Die Situation verstehen
Früher habe ich mich schon fast geärgert, wenn meine ach so gut gemeinten Angebote einfach ins Leere laufen. Ich fragte mich oft: was wurde aus den mündigen Lernenden, die im Seminar noch klar die Bedeutung des Gelernten erkannt haben und sich sicher waren, die Umsetzung fortzusetzen?
Dann habe ich versucht zu verstehen. Waren meine Angebote nicht passend? Waren sie nicht attraktiv? Waren sie zu zeitintensiv? ...

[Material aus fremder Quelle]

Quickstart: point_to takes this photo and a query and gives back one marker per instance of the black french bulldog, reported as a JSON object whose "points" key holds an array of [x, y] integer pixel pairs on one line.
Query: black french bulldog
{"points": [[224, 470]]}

Letztlich war es immer das gleiche: der Alltag hat nach dem Seminar voll zugeschlagen, Arbeitsroutinen und spontane ToDos verhindern, dass man sich die Zeit nimmt, an einem Thema dran zu bleiben.
Das heißt: immer wenn eine Wahl gegeben ist, entscheiden sich viele für das Dringende und Wichtige (z.B. einen Kundentermin wahrnehmen, eine Projekt-Aufgabe zu Ende zu bringen) und nicht nur für das Wichtige (am im Seminar Gelernten dranzubleiben). Das verstehe ich voll und ganz. Und trotzdem ist es schade.
Hinnehmen möchte ich es dennoch nicht und habe für mich drei Strategien gefunden, die gut funktionieren und die ich dir gerne als Tipps an die Hand geben möchte.
1) Wie "reif" sind deine Teilnehmenden?
Finde heraus, welchen Reifegrad im Kontext selbstverantwortliches Lernen die Teilnehmenden aufweisen. Sind sie es gewohnt, sich Inhalte selbst zu erarbeiten oder nach Seminaren in die strukturierte Umsetzung zu kommen? Gibt es im Unternehmen explizite Lernzeiten, z.B. eine Stunde pro Woche, die auch genutzt werden?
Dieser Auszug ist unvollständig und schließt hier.